If you agree with the astronomical waste argument for longtermism, then this is true. But within x-risks, for example, I imagine that the confidence intervals for different x-risks probably overlap.
So as an imaginary example, I think it’d be suboptimal if all EAs worked on AI safety, or only on AI safety and engineered pandemics, and no EAs were working on nuclear war, supervolcanoes or climate change.
And then back to the real world, (without data on this), I’d guess that we have fewer EAs than is optimal currently working on supervolcanoes.
I think there are unknown unknowns here, but a concrete example which I offered above:
“For example, it seems plausible to me that we value animal welfare less than an EA movement with more Hindu / Buddhist cultural influences would.”
If you don’t buy longtermism, you probably still care about x-risks, but your rejection of longtermism massively affects the relative importance of x-risks compared to nearterm problems, which affects cause prioritisation.
Similarly, I don’t expect diversity of thought to introduce entirely new causes to EA or lead to current causes being entirely abandoned, but I do expect it to affect cause prioritisation.
I don’t entirely understand what East Asian cultures mean by balance / harmony so can’t tell how it would affect cause prioritisation, I just think there would be an effect.
Sorry for the slow reply.
Talking about allocation of EA’s to cause areas.
I agree that confidence intervals between x-risks are more likely to overlap.
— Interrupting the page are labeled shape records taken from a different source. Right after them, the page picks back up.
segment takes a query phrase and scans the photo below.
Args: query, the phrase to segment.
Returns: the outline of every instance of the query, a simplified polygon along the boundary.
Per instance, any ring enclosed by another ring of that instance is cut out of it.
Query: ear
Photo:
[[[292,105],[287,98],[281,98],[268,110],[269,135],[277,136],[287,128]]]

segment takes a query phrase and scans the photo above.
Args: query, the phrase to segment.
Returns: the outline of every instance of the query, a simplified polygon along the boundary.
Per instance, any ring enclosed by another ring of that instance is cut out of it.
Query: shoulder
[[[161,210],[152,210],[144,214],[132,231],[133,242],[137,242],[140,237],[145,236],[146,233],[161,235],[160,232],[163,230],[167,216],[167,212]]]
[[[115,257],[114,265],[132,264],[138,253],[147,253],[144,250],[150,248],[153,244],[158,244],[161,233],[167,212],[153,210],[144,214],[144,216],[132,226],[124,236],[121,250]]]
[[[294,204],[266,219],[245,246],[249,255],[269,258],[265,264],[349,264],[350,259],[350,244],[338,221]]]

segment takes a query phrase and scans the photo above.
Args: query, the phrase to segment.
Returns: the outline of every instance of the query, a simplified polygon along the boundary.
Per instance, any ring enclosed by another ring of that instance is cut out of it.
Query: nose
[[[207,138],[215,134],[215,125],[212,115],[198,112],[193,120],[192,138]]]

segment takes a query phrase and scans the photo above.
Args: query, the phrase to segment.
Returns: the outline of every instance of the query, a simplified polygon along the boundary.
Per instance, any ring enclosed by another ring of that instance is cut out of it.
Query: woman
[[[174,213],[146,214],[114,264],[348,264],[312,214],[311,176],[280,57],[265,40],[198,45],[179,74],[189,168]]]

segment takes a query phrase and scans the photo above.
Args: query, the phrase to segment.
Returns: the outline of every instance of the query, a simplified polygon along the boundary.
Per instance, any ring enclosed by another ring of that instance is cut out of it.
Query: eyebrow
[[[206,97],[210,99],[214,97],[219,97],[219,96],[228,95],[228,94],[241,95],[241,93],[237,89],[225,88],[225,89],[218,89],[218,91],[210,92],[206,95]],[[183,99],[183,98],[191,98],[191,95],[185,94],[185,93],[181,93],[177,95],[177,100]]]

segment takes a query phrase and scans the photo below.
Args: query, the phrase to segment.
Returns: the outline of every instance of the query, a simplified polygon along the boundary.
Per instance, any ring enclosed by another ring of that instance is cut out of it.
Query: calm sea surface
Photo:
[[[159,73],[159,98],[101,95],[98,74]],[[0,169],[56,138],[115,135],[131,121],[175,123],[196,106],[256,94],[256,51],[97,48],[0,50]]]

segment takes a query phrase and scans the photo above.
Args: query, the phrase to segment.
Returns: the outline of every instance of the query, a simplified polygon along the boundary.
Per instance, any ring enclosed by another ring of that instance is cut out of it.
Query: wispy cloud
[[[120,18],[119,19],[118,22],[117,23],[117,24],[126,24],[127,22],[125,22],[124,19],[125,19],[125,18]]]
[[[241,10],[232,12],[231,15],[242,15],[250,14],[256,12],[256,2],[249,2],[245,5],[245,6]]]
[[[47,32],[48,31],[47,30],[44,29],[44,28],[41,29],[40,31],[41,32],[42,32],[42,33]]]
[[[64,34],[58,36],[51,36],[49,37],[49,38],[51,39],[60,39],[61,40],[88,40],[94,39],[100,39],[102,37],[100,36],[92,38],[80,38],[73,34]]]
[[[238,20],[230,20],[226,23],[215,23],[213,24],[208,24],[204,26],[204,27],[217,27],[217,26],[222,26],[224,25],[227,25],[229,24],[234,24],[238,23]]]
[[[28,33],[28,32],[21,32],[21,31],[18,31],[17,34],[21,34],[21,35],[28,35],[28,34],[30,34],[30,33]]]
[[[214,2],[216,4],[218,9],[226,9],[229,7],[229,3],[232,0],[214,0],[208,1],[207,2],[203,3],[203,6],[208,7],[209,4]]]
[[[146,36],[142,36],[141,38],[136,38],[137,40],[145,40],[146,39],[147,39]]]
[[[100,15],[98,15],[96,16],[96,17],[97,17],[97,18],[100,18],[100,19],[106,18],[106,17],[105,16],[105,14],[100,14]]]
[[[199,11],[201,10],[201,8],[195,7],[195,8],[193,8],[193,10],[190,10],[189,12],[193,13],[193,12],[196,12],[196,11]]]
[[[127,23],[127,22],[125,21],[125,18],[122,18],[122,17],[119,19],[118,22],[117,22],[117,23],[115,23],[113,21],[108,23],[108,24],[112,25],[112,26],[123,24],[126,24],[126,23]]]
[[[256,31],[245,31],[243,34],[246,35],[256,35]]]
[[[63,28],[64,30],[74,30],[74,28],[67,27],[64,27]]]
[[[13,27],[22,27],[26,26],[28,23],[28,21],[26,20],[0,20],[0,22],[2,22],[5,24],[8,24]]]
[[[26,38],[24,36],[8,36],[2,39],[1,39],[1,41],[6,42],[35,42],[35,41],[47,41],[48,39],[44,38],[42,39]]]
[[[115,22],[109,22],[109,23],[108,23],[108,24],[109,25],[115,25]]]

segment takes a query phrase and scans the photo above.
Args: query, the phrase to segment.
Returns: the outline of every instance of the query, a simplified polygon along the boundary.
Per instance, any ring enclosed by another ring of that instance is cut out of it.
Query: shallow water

I haven’t really looked into super-volcanoes or asteroids and I think that’s because what I know about them currently doesn’t lead me to believe they’re worth working on over AI or Biosecurity.
Possibly, a suitable algorithm would be to defer to/check with prominent EA organisations like 80k to see if they are allocating 1 in every 100 or every 1000 EAs to rare but possibly important x-risks. Without a coordinated effort by a central body, I don’t see how you’d calibrate adequately (use a random number generator and if the number is less than some number, work on a neglected but possibly important cause?).
My thoughts on EA allocation to cause areas have evolved quite a bit recently (partly due to talking 80k and others, mainly in biosecurity). I’ll probably write a post with my thoughts, but the bottom line is that, basically, the sentiment expressed here is correct and that it’s easier socially to have humility in the form of saying you have high uncertainty.
Responding to the spirit of the original post, my general sense is that plenty of people are not highly uncertain about AI-related x-risk—you might have gotten that email from 80k titled “A huge update to our problem profile — why we care so much about AI risk”. That being said, they’re still using phrases like “we’re very uncertain”. Maybe the lack of uncertainty about some relevant facts is lower than their decision rule. For example, in the problem profile, they write:
Different Views under Near-Termism
This seems tempting to believe, but I think we should substantiate it. What current x-risks are not ranked higher than non-x-risks (or how much less of a lead do they have) relative to non-x-risks causes from a near-term perspective?
I think this post proposes a somewhat detailed summary of how your views may change under a transformation from long-termist to near-termist. Scott says:
His arguments here are convincing because I find an AGI event this century likely. If you didn’t, then you would disagree. Still, I think that even were AI not to have short timelines, other existential risks like engineered pandemics, super-volcanoes or asteroids might have milder only catastrophic variations, which near-termists would equally prioritise, leading to little practical variation in what people work on.
Talking about different cultures and EA
Can you reason out how “there would be an effect”?